Elle rejaillit également sur la forme scripturale francienne, en érigeant le scandale du mensonge et du plagiat au rang d’un art nécessaire, ce qui n’est pas en soi une originalité.

“Considérez, monsieur, que la vérité a sur le mensonge des caractères d’infériorité qui la condamnent à disparaître. […] Le mensonge étant multiple, elle a contre elle le nombre. Ce n’est pas son seul défaut. Elle est inerte. Elle n’est pas susceptible de modification ; elle ne se prête pas aux combinaisons qui pourraient la faire entrer aisément dans l’intelligence ou dans les passions des hommes. Le mensonge, au contraire, a des ressources merveilleuses. Il est ductile[19], il est plastique. Et, de plus (ne craignons point de le dire), il est naturel et moral. Il est naturel comme le produit ordinaire du mécanisme des sens, source et réservoir d’illusions ; il est moral en ce qu’il s’accorde avec les habitudes des hommes qui, vivant en commun, ont fondé leur idée du bien et du mal, leurs lois divines et humaines, sur les interprétations les plus anciennes, les plus saintes, les plus absurdes, les plus augustes, les plus barbares et les plus fausses des phénomènes naturels. Le mensonge est le principe de toute vertu et de toute beauté chez les hommes[20].”

Dès lors, si la recréation d’une mythologie pour lutter contre les insuffisances du réel est un lieu commun propre à la mission même de chaque écrivain, elle va plus loin chez Anatole France en proclamant la nécessité d’échafauder un ailleurs où l’univers, modelé subversivement par l’imaginaire de l’homme, serait démiurgiquement expurgé de toute son absurdité. La réécriture du monde, chez France, ne peut donc s’entendre que dans la perspective d’une révolte et d’un refus du réel rejoignant la tabula rasa du Désir.

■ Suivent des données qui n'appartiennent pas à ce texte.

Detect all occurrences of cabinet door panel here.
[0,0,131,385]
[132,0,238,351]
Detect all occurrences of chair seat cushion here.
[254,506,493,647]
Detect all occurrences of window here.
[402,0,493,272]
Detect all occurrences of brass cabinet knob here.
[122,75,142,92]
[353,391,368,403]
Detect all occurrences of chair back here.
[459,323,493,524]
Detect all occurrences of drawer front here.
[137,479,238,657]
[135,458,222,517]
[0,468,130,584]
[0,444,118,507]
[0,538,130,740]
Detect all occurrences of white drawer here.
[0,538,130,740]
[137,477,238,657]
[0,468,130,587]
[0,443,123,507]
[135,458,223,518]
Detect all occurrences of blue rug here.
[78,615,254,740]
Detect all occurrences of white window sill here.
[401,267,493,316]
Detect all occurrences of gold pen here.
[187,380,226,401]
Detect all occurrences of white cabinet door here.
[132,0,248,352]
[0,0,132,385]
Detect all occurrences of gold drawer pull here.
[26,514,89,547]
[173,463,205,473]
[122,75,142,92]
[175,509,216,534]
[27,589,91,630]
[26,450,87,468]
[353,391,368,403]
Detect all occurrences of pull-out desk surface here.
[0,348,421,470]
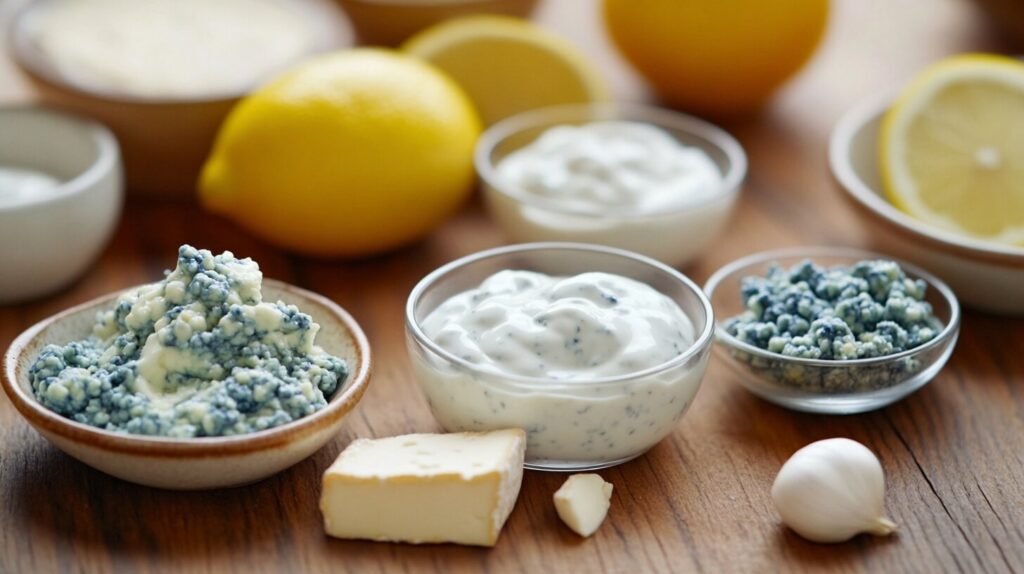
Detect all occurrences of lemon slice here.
[880,54,1024,245]
[402,15,608,125]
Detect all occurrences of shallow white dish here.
[0,106,123,304]
[828,98,1024,315]
[474,104,746,266]
[0,279,371,490]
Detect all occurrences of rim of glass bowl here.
[473,103,746,219]
[406,241,715,390]
[705,247,961,367]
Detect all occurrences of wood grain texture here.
[0,0,1024,573]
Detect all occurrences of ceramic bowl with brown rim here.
[8,0,351,196]
[2,279,371,490]
[828,98,1024,315]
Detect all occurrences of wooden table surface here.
[0,0,1024,573]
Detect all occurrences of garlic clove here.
[771,438,896,543]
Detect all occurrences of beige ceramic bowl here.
[9,0,337,196]
[2,279,371,490]
[337,0,538,46]
[828,98,1024,315]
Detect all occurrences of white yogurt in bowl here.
[475,104,746,265]
[407,244,713,470]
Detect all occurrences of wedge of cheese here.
[321,429,526,546]
[555,475,612,537]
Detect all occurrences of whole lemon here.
[199,48,480,256]
[604,0,828,116]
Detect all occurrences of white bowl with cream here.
[0,106,123,304]
[475,104,746,265]
[10,0,344,196]
[406,242,714,471]
[828,98,1024,315]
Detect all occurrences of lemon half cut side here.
[879,54,1024,246]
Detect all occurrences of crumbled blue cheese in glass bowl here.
[724,260,943,394]
[30,246,348,438]
[725,261,942,359]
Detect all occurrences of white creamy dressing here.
[0,166,60,207]
[422,270,693,381]
[497,121,722,215]
[411,270,708,469]
[29,0,312,97]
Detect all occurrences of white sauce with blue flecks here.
[422,270,693,381]
[412,270,707,469]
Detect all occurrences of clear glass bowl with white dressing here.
[406,242,715,471]
[475,103,746,265]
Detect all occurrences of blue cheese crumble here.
[30,246,348,438]
[725,260,942,392]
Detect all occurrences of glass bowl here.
[705,248,961,414]
[406,242,714,471]
[475,104,746,265]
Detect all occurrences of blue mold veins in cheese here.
[31,246,348,438]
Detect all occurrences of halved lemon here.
[402,15,608,125]
[880,54,1024,245]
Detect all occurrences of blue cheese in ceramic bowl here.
[30,246,348,438]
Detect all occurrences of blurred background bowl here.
[0,105,123,305]
[9,0,344,196]
[474,103,746,265]
[337,0,538,46]
[828,98,1024,315]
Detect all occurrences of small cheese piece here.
[555,475,612,537]
[321,429,526,546]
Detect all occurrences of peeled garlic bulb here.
[771,439,896,542]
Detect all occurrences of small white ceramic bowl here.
[0,106,123,304]
[406,244,715,471]
[9,0,347,197]
[475,104,746,266]
[0,279,371,490]
[828,98,1024,315]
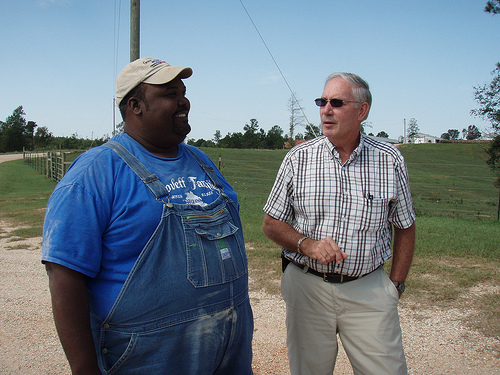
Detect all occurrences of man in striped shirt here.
[263,73,415,375]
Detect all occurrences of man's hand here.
[300,237,347,264]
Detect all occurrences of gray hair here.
[325,72,372,108]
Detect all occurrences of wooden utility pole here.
[130,0,141,61]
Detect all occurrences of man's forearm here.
[390,223,415,282]
[262,214,303,251]
[46,263,101,374]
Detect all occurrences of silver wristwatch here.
[392,281,406,294]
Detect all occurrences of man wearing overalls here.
[42,58,253,375]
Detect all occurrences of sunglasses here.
[314,98,361,108]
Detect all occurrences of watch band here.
[392,281,406,294]
[297,236,309,254]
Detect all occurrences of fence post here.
[45,151,51,178]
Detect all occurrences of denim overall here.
[92,141,253,375]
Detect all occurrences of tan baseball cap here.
[116,57,193,105]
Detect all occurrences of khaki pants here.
[281,264,407,375]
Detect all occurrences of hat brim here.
[142,66,193,85]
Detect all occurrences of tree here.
[465,125,482,141]
[34,126,53,148]
[448,129,460,139]
[408,118,420,143]
[304,123,321,139]
[359,121,373,134]
[212,130,222,147]
[26,121,38,150]
[265,125,286,149]
[0,106,27,152]
[471,62,500,133]
[377,130,389,138]
[241,118,260,148]
[486,135,500,220]
[484,0,500,14]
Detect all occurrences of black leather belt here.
[292,262,364,283]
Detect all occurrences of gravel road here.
[0,155,500,375]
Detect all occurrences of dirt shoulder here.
[0,221,500,375]
[0,154,500,375]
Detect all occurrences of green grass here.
[0,160,56,237]
[400,143,498,219]
[0,143,500,336]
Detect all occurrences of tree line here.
[0,106,108,152]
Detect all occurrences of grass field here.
[0,143,500,336]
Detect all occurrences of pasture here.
[0,143,500,337]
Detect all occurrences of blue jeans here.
[92,145,253,375]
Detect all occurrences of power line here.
[240,0,317,137]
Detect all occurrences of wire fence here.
[23,151,75,182]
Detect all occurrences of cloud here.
[38,0,71,7]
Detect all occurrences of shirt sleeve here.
[389,155,416,229]
[42,184,103,277]
[264,154,293,222]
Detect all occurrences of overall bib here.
[91,142,253,375]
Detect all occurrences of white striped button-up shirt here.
[264,135,415,276]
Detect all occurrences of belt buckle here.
[323,272,344,283]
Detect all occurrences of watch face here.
[393,281,405,293]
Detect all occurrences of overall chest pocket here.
[182,208,247,288]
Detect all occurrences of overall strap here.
[103,141,170,201]
[186,147,224,192]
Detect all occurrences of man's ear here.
[358,102,370,121]
[127,96,143,116]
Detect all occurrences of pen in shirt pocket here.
[366,193,373,205]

Cette révolte subversive paraît ainsi dépasser, dans son essence même, le topos consistant à prôner l’artifice dans le but de défendre une simple esthétique littéraire. Pour Anatole France, la recréation du monde par l’écriture du Désir est ontologique. Notre auteur n’est sans doute pas le seul chez qui ce soit le cas, mais cette subversion reste aux fondements mêmes d’une phénoménologie du Désir inédite qui engendrera une philosophie du monde dépassant de très loin les lieux communs inscrits dans l’air du temps.

 


[1] Marie-Claire Bancquart, Pléiade, tome II, p.XXII.

[2] Le point de départ du Désir est donc la frustration.

[3] Anatole France, La Vie en fleur, ibid., p.1123.

[4] Anatole France, idem.

[5] Peut-être faut-il apercevoir ici un goût de l’artifice qui était au centre du mouvement littéraire des Décadents – il suffit de relire le fameux A Rebours de Huysmans (1884) pour s’en convaincre.

[6] Ici, il faut prendre le terme vérité dans le sens de la vérité blanche du Puits de sainte Claire, synonyme de logos, et certes pas de vérité au sens où les philosophes l’entendent habituellement.

[7] Anatole France évoque ici ses récits à tendance autobiographique que sont Le Livre de mon ami, Le Petit Pierre, et La Vie en fleur.

[8] Anatole France, La Vie en fleur, ibid., p.1174.

[9] Anatole France, idem.

[10] G. Moreau, L’Assembleur de rêves. Ecrits complets de Gustave Moreau, Fata Morgana, Fontfroide, 1984, p.142-143.

[11] Voir infra, III.1, p.379 et III.2, p.430.

[12] Anatole France, idem.

[13] Marie-Claire Bancquart, Pléiade, tome IV, p.1567.

[14] Voir infra, conclusion, p.499, sur les rapports liant Anatole France et Louis Aragon.

[15] L’Epouse de Satan est le pendant inversé de la Vierge Marie des Chrétiens.

[16] Anatole France, La Révolte des anges, Pléiade, tome IV, p.836.

[17] Anatole France, La Révolte des anges, ibid., p.837-838.

[18] Voir infra, II.3.2, p.320.

[19] La ductilité, faut-il le rappeler, est la propriété qu’ont certains métaux à pouvoir être étirés sans se scinder. L’or est le métal le plus ductile.

[20] Anatole France, L’Anneau d’améthyste, Pléiade, tome III, p.81.